The Verge Editor-In-Chief Nilay Patel breathes fire on Elon Musk and Donald Trump's Big Tech enablers
America now has an unelected defense contractor sitting in the White House doing ketamine and twiddling the algorithmic knobs of an influential right-wing echo chamber while fulminating against traditional standards-based journalism, threatening to revoke network broadcast licenses, and suing advertisers who don’t want to spend their money on his dwindling user base. What could go wrong?
On top of that, Trump’s most likely FCC Chairman is Brendan Carr, who was tasked in the first Trump government to crack down on platform moderation by taking control of Section 230, literally wrote the Project 2025 chapter laying out a plan to do so, and is now begging to punish NBC for having Kamala Harris on “SNL.”
To be as clear as I can be, the second Trump administration with Elon Musk embedded within it represents the most direct and sustained threat to the First Amendment and the freedom of the press any of us will ever experience. If you’re a media executive or editorial leader and you haven’t met with your legal team to understand the current landscape of First Amendment threats, let alone the ones to come, you’re already behind.
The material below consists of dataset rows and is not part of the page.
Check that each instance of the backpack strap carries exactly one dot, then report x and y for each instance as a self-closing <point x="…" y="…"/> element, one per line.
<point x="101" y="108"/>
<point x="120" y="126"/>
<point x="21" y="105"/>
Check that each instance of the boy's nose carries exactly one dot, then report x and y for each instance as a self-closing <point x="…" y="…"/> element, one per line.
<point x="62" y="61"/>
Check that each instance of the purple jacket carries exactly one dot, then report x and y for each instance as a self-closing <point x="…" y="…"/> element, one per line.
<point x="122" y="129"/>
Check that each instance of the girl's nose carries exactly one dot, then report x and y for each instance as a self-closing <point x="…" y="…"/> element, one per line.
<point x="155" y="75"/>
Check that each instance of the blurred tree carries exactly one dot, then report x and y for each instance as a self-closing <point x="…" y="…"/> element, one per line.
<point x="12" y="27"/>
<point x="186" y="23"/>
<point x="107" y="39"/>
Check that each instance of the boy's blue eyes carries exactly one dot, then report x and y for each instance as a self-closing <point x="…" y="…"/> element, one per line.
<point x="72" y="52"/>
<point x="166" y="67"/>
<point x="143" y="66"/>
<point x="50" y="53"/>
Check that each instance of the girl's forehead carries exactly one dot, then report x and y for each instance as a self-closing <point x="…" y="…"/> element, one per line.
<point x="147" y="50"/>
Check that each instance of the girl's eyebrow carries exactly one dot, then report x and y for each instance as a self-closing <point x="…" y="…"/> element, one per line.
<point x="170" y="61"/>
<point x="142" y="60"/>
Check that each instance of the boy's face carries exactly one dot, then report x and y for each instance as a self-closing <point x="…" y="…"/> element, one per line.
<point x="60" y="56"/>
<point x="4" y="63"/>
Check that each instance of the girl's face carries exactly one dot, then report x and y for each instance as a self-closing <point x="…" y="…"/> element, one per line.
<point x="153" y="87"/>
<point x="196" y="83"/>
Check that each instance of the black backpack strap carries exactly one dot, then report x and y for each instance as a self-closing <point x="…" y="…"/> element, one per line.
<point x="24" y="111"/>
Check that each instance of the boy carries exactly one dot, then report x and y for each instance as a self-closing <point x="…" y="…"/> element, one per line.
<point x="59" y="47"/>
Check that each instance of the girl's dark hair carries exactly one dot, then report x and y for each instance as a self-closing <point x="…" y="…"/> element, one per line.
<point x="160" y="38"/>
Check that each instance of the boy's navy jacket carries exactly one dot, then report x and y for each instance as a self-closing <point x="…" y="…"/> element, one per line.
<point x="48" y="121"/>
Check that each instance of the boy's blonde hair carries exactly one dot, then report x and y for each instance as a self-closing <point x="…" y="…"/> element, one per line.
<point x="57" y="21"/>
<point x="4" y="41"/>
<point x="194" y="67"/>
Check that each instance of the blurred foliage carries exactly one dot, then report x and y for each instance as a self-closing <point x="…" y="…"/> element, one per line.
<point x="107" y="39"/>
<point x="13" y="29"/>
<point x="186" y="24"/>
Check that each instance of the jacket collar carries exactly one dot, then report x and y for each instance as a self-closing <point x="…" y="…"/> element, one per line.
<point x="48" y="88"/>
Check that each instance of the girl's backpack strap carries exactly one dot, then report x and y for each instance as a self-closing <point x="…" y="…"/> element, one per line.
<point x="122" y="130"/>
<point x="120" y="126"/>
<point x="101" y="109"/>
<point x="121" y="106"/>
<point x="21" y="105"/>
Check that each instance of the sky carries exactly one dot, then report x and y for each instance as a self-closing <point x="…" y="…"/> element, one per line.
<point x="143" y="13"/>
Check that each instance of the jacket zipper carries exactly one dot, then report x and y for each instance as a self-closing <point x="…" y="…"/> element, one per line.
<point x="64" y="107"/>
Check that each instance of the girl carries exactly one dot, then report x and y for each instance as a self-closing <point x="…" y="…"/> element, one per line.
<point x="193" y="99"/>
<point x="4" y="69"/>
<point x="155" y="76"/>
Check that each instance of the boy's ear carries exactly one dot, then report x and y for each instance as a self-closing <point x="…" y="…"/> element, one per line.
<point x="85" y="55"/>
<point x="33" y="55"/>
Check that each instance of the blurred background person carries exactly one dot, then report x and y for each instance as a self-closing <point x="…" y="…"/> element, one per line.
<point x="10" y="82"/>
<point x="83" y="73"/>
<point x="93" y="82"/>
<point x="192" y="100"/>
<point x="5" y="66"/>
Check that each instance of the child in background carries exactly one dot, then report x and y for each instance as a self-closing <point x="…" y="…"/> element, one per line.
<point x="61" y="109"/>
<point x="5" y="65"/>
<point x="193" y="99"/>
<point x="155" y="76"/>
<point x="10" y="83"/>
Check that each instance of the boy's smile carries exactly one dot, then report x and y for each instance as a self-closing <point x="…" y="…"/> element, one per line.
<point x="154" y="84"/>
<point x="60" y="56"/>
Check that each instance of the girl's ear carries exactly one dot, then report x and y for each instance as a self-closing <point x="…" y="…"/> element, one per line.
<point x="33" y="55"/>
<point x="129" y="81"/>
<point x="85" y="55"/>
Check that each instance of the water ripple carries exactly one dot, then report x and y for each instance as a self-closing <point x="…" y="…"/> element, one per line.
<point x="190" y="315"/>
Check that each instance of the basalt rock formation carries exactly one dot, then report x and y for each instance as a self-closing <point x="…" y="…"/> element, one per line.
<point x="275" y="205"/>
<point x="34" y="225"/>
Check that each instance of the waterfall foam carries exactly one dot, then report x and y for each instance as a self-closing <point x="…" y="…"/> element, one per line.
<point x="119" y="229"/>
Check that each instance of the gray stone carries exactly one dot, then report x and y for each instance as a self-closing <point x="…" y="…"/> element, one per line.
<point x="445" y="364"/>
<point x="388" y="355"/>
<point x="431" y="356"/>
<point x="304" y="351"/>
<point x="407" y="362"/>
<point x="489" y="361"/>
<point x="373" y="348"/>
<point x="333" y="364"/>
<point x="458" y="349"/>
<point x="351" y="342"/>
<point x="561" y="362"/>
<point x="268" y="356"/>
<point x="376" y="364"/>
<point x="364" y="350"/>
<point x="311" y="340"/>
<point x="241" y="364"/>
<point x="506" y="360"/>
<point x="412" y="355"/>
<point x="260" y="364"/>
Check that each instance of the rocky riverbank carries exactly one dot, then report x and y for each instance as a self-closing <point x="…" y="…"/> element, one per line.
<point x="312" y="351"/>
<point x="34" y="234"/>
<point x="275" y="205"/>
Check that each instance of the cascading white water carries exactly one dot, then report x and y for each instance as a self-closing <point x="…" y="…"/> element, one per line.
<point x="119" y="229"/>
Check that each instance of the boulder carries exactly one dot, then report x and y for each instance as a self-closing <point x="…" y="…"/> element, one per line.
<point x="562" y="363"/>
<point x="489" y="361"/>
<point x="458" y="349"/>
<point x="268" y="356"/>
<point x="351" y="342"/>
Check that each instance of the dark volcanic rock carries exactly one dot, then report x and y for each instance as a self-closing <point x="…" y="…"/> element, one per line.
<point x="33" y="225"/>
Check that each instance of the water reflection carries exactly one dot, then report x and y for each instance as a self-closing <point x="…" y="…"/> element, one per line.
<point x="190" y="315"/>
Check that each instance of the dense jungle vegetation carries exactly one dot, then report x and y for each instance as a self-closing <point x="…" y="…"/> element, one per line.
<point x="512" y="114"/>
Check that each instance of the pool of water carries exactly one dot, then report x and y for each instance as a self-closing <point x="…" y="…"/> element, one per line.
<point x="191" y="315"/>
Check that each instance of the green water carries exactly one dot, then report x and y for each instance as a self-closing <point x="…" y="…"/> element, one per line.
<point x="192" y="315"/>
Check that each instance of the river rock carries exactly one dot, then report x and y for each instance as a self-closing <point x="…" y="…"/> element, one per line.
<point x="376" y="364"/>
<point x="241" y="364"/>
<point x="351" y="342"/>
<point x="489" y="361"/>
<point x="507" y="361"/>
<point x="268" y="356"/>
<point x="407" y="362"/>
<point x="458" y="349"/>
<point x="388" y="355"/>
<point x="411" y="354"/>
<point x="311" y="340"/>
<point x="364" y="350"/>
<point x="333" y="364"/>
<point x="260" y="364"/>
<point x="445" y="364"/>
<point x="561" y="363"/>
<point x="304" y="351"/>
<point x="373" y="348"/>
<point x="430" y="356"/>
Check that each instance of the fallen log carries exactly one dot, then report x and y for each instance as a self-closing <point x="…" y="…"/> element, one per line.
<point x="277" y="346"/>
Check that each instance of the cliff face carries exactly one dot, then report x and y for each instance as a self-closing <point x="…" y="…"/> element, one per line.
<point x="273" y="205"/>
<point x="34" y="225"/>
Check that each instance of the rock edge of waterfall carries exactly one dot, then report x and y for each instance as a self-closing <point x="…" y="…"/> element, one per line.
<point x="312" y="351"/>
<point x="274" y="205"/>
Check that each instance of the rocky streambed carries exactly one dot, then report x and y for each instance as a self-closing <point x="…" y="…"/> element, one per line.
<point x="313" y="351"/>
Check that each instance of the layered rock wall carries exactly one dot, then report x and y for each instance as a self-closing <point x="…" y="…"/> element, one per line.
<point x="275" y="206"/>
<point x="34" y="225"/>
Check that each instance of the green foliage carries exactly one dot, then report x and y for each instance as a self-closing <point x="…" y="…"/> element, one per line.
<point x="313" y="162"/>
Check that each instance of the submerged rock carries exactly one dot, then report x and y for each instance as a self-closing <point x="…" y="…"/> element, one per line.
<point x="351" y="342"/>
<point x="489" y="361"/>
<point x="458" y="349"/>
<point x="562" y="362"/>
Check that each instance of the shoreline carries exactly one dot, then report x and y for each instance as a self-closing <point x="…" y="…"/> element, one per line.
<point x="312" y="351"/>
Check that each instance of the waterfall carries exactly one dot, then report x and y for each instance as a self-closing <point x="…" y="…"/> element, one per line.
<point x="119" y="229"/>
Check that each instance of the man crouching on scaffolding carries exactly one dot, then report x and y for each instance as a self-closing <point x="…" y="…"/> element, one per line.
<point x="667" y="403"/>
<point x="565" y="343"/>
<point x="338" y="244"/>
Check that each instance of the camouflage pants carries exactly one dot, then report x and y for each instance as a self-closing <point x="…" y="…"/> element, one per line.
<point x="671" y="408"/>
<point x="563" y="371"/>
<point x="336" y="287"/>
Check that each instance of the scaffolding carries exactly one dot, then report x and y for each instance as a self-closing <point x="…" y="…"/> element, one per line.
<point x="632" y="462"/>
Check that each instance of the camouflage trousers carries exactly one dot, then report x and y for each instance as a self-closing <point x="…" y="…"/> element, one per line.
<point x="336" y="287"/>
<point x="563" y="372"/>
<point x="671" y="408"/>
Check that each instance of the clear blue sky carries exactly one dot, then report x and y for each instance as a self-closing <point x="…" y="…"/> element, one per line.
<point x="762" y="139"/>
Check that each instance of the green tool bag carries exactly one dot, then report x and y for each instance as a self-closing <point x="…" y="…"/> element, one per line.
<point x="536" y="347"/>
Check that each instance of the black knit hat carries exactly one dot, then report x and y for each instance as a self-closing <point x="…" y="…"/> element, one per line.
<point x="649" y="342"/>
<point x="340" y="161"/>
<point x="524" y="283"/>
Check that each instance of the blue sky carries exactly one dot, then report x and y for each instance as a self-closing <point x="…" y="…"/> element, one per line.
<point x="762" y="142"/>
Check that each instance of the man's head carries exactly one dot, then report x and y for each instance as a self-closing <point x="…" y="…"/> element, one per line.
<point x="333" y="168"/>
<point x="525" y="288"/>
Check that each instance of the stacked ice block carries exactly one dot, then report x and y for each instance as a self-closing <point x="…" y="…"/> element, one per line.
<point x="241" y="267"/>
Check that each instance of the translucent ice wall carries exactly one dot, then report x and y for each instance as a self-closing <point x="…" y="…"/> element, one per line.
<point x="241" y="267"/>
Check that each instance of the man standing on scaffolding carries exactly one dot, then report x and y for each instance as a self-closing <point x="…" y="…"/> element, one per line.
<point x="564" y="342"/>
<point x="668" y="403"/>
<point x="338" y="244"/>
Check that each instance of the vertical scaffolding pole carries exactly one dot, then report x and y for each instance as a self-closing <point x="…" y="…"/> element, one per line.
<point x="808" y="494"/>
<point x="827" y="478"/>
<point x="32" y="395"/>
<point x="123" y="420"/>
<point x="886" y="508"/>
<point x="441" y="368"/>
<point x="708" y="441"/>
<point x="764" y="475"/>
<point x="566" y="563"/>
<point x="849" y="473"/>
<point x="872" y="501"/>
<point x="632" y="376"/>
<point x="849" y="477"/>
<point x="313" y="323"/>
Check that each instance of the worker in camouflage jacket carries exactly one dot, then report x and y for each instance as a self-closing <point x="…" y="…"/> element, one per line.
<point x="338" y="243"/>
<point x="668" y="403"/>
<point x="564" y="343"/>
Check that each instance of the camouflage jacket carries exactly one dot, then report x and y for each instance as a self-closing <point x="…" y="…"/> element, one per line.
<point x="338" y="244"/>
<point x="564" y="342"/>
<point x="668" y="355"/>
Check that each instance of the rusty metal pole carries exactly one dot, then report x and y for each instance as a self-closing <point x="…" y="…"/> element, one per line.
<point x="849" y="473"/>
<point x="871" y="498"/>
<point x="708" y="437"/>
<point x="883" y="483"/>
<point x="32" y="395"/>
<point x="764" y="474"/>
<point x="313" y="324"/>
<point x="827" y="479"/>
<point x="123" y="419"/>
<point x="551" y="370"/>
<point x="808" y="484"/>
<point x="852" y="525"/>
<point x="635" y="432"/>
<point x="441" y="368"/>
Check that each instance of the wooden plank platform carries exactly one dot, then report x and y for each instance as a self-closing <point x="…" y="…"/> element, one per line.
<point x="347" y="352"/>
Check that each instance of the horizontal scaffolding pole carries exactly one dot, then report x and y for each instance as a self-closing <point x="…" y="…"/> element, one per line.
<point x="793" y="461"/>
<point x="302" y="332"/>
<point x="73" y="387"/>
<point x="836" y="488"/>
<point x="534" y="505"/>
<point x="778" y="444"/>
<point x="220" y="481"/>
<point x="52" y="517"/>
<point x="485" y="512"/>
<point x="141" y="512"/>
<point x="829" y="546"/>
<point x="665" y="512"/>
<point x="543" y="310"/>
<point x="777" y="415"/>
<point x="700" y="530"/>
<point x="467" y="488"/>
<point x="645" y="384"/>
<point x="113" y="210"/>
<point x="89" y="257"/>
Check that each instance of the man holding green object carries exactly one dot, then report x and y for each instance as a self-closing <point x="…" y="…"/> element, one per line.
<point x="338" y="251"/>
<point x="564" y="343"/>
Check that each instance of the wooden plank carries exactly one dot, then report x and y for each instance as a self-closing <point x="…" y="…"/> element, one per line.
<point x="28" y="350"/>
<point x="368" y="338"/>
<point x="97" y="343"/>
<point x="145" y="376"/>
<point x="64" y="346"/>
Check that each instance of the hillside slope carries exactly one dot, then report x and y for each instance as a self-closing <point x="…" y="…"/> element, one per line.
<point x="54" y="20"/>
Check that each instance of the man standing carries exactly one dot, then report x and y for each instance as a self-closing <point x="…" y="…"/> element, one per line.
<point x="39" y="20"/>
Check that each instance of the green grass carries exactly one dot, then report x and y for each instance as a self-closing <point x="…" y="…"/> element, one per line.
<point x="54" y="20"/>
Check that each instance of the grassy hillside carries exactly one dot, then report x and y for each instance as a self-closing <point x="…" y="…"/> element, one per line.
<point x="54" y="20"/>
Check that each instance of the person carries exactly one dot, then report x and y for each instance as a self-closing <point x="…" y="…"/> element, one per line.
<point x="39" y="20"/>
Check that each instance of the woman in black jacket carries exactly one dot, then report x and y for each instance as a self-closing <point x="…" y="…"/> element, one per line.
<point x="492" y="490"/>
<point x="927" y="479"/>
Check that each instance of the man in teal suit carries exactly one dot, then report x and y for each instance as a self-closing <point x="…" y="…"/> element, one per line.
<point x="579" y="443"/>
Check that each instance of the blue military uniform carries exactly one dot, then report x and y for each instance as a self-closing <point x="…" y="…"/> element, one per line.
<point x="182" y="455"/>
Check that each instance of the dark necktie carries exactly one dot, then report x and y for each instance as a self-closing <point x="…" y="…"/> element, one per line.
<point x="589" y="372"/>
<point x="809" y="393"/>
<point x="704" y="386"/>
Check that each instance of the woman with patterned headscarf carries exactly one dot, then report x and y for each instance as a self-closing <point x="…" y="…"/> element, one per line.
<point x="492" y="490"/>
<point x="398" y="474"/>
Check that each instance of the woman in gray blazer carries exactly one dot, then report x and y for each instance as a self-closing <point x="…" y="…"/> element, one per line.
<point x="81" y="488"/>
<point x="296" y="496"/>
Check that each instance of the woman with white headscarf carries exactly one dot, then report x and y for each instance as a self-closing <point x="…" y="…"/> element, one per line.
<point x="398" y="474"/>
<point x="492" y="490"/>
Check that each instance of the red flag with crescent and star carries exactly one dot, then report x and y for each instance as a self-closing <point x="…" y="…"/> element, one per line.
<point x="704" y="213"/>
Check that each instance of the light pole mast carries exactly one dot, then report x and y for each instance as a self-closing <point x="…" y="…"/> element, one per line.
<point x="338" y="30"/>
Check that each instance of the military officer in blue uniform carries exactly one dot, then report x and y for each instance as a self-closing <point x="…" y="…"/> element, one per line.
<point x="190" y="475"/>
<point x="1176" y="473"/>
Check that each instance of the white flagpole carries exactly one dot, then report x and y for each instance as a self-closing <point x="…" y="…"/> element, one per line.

Get on it.
Regarding Big Tech leaders congratulating Trump on his victory:
All of these men are now hopelessly trapped in a problem their own platforms and algorithms created: they have to manipulate Trump’s narcissism to secure tariff exceptions and regulatory largesse, while knowing that the vast majority of their employees and half of their customers will see any engagement as moral bankruptcy.